Re: [PATCH net-next] net/core: add optional threading for backlog processing

From: Felix Fietkau
Date: Sat Mar 25 2023 - 01:43:05 EST


On 25.03.23 04:19, Jakub Kicinski wrote:
On Fri, 24 Mar 2023 18:57:03 +0100 Felix Fietkau wrote:
>> It can basically be used to make RPS a bit more dynamic and >> configurable, because you can assign multiple backlog threads to a set >> of CPUs and selectively steer packets from specific devices / rx queues > > Can you give an example?
> > With the 4 CPU example, in case 2 queues are very busy - you're trying
> to make sure that the RPS does not end up landing on the same CPU as
> the other busy queue?
In this part I'm thinking about bigger systems where you want to have a
group of CPUs dedicated to dealing with network traffic without
assigning a fixed function (e.g. NAPI processing or RPS target) to each
one, allowing for more dynamic processing.

I tried the threaded NAPI on larger systems and helped others try,
and so far it's not been beneficial :( Even the load balancing
improvements are not significant enough to use it, and there
is a large risk of scheduler making the wrong decision.

Hence my questioning - I'm trying to understand what you're doing
differently.
I didn't actually run any tests on bigger systems myself, so I don't know how to tune it for those.

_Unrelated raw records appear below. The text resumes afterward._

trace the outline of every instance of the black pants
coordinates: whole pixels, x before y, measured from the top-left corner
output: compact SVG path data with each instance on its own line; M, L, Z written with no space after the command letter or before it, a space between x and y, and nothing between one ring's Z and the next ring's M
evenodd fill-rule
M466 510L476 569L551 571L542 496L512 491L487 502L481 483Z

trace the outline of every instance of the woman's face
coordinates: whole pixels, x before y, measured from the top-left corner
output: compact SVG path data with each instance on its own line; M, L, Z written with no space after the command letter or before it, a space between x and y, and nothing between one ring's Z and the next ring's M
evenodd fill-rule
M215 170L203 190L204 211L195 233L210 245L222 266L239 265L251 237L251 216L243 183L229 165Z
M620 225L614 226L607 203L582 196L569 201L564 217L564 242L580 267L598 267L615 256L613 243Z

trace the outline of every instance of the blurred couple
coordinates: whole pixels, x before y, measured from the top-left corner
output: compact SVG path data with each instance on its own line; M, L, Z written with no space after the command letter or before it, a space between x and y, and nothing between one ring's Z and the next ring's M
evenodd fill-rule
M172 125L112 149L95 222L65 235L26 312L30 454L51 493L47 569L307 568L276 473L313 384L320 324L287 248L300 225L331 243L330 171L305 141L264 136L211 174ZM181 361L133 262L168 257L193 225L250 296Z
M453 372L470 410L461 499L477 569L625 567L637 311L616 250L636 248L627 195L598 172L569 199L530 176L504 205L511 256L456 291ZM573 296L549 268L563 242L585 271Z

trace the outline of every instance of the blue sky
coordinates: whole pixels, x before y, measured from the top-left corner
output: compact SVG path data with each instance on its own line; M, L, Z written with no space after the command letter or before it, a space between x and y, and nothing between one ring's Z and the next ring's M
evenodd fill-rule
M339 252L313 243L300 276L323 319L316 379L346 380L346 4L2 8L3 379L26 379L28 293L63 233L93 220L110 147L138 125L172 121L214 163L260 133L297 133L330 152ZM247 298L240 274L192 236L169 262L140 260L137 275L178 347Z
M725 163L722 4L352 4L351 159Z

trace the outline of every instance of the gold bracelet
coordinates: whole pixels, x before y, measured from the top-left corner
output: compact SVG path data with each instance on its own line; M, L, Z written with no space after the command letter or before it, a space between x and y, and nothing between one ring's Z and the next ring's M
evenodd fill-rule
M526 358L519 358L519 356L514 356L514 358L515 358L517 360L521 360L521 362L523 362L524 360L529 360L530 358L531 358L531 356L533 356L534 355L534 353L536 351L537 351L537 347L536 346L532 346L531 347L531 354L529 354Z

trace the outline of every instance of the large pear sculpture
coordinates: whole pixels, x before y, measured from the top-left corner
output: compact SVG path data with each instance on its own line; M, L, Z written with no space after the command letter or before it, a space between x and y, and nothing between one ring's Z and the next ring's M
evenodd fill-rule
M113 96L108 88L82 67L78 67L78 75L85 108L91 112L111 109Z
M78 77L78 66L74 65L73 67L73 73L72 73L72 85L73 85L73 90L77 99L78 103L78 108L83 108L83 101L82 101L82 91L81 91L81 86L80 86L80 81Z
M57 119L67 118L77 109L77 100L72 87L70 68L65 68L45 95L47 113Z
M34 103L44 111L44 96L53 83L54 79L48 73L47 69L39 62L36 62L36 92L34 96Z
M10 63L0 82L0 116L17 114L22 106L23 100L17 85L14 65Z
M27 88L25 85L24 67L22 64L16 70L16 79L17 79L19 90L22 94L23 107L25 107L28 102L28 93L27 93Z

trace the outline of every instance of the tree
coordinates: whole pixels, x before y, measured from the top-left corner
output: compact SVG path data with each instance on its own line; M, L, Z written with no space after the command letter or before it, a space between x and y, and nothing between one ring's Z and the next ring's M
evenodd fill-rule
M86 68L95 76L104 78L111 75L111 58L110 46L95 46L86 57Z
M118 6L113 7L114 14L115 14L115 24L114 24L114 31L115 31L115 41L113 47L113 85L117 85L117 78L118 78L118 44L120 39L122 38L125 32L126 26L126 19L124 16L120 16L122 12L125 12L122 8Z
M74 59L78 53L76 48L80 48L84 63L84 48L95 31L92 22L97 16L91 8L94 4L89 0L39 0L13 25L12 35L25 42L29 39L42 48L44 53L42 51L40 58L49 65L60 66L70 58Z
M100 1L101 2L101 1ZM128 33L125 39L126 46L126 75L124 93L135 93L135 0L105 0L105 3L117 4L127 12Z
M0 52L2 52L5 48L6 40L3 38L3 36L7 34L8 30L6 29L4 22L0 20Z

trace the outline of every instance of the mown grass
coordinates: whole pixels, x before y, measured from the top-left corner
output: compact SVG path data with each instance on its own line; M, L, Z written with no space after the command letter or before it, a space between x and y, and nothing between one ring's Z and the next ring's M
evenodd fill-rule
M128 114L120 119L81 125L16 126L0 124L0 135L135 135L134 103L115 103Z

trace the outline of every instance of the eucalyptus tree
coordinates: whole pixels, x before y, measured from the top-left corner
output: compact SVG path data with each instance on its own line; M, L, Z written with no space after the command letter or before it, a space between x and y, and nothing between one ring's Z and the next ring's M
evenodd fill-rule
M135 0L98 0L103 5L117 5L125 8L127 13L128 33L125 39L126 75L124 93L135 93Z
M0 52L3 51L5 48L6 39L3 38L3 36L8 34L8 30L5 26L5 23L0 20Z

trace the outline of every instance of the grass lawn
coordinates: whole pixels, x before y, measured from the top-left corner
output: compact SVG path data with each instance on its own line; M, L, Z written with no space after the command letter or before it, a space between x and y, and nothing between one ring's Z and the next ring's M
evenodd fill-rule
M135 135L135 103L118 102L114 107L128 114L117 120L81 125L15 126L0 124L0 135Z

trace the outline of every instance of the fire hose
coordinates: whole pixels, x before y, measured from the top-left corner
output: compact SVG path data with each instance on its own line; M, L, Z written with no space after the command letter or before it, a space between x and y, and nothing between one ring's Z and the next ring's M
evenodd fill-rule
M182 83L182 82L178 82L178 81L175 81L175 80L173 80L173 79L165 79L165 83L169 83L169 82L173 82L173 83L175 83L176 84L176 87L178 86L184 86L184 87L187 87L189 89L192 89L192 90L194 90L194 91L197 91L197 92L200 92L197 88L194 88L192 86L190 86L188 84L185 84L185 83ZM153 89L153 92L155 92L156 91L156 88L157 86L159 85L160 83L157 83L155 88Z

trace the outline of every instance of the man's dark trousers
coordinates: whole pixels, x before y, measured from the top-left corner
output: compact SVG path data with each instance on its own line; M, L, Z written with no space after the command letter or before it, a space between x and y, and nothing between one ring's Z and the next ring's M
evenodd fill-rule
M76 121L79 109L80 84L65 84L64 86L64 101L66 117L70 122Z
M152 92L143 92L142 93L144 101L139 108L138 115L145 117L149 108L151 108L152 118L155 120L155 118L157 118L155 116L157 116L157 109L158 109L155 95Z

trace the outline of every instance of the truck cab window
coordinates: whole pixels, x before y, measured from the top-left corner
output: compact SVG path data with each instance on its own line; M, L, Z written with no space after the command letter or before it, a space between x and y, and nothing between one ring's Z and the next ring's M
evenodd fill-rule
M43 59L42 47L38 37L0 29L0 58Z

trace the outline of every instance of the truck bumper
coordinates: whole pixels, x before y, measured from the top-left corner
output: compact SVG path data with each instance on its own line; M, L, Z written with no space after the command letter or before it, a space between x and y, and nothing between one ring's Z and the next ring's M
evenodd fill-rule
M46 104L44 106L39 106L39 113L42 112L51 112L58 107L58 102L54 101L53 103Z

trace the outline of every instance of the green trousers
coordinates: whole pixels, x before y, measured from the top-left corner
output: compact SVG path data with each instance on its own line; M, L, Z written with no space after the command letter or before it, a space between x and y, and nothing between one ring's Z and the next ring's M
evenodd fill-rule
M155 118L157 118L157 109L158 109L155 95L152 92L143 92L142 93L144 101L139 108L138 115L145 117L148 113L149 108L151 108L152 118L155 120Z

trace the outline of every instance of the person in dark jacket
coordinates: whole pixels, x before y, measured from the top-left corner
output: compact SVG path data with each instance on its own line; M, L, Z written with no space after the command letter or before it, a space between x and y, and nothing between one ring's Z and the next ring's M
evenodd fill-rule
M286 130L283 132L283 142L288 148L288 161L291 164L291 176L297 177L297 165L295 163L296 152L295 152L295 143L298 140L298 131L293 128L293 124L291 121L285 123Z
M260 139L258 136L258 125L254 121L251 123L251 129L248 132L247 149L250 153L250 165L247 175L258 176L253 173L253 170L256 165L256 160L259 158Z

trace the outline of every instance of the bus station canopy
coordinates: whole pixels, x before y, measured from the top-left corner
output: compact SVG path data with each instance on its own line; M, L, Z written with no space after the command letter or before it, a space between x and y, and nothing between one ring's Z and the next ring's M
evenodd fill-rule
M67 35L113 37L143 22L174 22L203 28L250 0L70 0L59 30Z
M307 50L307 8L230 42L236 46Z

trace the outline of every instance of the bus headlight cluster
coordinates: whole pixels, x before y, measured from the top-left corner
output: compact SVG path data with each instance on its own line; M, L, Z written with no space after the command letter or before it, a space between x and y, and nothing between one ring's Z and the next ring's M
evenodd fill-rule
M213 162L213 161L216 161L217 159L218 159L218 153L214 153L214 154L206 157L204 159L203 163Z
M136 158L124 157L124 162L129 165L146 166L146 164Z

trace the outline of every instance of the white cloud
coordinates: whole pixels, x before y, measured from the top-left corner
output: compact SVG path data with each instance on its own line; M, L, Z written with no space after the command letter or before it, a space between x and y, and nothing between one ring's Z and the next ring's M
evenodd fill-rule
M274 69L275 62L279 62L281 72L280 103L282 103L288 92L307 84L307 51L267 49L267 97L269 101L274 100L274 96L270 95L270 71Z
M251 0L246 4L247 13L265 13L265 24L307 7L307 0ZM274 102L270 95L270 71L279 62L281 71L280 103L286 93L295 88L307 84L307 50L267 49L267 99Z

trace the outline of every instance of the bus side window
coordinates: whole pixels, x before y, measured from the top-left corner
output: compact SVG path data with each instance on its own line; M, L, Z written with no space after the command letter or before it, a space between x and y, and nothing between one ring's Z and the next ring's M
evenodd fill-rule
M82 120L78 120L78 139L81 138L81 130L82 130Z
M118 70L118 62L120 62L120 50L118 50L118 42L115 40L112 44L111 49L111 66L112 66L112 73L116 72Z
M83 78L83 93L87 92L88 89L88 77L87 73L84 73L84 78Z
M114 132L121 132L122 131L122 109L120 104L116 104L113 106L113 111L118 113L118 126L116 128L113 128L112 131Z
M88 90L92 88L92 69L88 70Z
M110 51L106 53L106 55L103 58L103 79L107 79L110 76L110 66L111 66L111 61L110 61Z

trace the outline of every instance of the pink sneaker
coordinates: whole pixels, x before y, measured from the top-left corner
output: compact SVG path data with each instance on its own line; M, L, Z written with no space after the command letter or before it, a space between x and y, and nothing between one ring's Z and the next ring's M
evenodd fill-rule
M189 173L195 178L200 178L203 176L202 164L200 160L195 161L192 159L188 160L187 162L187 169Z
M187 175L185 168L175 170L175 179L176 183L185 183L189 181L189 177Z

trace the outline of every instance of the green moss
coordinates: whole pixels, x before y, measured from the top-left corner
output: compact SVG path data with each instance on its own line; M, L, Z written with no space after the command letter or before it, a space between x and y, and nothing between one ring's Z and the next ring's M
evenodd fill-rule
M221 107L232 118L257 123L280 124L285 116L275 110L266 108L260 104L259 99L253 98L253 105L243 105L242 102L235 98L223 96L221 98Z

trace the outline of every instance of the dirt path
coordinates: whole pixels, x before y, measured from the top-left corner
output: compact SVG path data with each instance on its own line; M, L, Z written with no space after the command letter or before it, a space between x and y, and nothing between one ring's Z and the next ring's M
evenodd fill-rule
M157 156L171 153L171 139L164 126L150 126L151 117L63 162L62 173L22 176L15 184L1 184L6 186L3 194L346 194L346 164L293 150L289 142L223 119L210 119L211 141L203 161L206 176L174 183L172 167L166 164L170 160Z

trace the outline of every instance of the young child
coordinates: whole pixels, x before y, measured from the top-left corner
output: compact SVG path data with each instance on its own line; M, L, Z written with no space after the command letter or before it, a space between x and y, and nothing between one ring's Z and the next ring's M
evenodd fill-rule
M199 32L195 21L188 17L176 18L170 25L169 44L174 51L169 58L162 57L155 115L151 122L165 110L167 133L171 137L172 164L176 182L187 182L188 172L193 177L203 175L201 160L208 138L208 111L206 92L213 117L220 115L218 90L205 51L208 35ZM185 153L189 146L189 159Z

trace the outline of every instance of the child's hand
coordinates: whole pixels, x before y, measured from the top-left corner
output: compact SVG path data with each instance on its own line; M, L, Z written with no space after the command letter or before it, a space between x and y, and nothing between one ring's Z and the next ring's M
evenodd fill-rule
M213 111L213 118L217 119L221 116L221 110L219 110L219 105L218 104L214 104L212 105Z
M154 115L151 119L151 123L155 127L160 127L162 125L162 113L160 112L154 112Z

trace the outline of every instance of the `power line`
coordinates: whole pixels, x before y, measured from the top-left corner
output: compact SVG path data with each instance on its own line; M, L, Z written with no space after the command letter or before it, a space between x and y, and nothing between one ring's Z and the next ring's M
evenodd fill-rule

>> to them and allow the scheduler to take care of the rest. > > You trust the scheduler much more than I do, I think :)
In my tests it brings down latency (both avg and p99) considerably in
some cases. I posted some numbers here:
https://lore.kernel.org/netdev/e317d5bc-cc26-8b1b-ca4b-66b5328683c4@xxxxxxxx/

Could you provide the full configuration for this test?
In non-threaded mode the RPS is enabled to spread over remaining
3 cores?
In this test I'm using threaded NAPI and backlog_threaded without any fixed core assignment.

- Felix